Не стоит забывать, что я чужак. Нужно скрывать, кто я есть. В транспортной компании, куда я устраиваюсь в следующий раз, мой начальник еврей, и я думаю, что наконец-то все уладится. Я чувствую себя уверенно, вполне на своем месте. Я только рядовая служащая, не администратор, но, когда однажды телефон звонит слишком долго, я подскакиваю, чтобы ответить, видя, как загружены секретари. Из кабинета вылетает начальник.
– Кто вам разрешил? – кричит он. – Хотите репутацию мне испортить? Ни один мигрант не будет представлять мою компанию. Я ясно выразился?
Проблема не в том, что он устроил мне разнос. Проблема в том, что я верю его словам о моей никчемности.
Летом 1952 года, вскоре после выздоровления Белы и за несколько месяцев до пятилетия Марианны, Магда все-таки переезжает в Балтимор. Она живет у нас несколько месяцев, пока ищет работу. Мы стелем ей постель неподалеку от обеденного стола, рядом с входной дверью. Летом у нас в квартире всегда душно, даже по ночам, и Магда приоткрывает дверь перед тем, как пойти спать.

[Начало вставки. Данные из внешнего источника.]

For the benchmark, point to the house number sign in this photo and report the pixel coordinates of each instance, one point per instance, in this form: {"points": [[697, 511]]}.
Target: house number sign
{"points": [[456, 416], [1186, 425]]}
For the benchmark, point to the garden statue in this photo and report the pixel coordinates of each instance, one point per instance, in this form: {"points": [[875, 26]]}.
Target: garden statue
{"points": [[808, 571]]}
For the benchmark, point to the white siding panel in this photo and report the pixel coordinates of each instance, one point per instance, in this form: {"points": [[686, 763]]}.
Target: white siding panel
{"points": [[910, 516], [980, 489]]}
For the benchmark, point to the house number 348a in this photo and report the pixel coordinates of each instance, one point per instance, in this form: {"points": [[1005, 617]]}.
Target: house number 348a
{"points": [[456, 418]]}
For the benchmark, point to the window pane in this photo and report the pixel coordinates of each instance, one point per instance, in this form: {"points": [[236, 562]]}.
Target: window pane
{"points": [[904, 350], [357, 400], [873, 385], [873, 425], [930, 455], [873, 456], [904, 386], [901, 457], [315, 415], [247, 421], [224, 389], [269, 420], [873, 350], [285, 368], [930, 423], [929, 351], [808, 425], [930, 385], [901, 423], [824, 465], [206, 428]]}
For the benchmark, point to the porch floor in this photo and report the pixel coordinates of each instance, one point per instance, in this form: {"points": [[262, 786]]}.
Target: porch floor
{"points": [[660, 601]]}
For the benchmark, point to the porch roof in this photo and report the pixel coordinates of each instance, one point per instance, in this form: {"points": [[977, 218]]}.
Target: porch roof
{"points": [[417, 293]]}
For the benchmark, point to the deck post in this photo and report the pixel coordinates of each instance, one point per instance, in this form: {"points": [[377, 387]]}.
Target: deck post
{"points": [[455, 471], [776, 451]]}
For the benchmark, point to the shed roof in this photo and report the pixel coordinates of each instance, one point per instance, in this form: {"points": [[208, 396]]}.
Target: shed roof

– Осторожнее, – предупреждает Бела. – Я не знаю, в каком дворце ты жила в Бронксе, но здесь небезопасный район. Если оставишь дверь открытой, кто-нибудь может зайти.
– У меня и в мыслях такого не было, – мурлычет Магда, хлопая ресницами. Моя сестренка. Ее боль заметна только в шутках, именно так она пытается унять ее.
Мы собираем небольшую вечеринку в честь ее приезда: приходят Джордж с Дучи (Джордж качает головой при виде скромного угощения) и несколько соседей, в том числе наши хозяева, которые приводят своего друга, Ната Шильмана, бывшего судового механика. Магда рассказывает байку о своей первой неделе в Америке, когда тетя Матильда купила ей на улице хот-дог.
– В Европе, когда покупаешь хот-дог в таких местах, всегда получаешь два хот-дога, причем с капустой и луком. Матильда идет оплачивать мой хот-дог и возвращается с одной несчастной сосиской на тонкой маленькой булочке. Я подумала, что ей жалко платить полную стоимость за два хот-дога или она так намекает на мой вес. Я несколько месяцев таила обиду, пока сама не купила себе хот-дог и не узнала, что здесь они такие.
Все смотрят на Магду, все любуются ее выразительным лицом и ожидают следующей забавной истории. И у нее есть такая в запасе, всегда есть. Нат явно очарован ею. Когда гости расходятся и Марианна уже спит, я сижу с Магдой на ее постели, и мы сплетничаем, как во времена нашей юности. Она спрашивает, что мне известно о Нате Шильмане.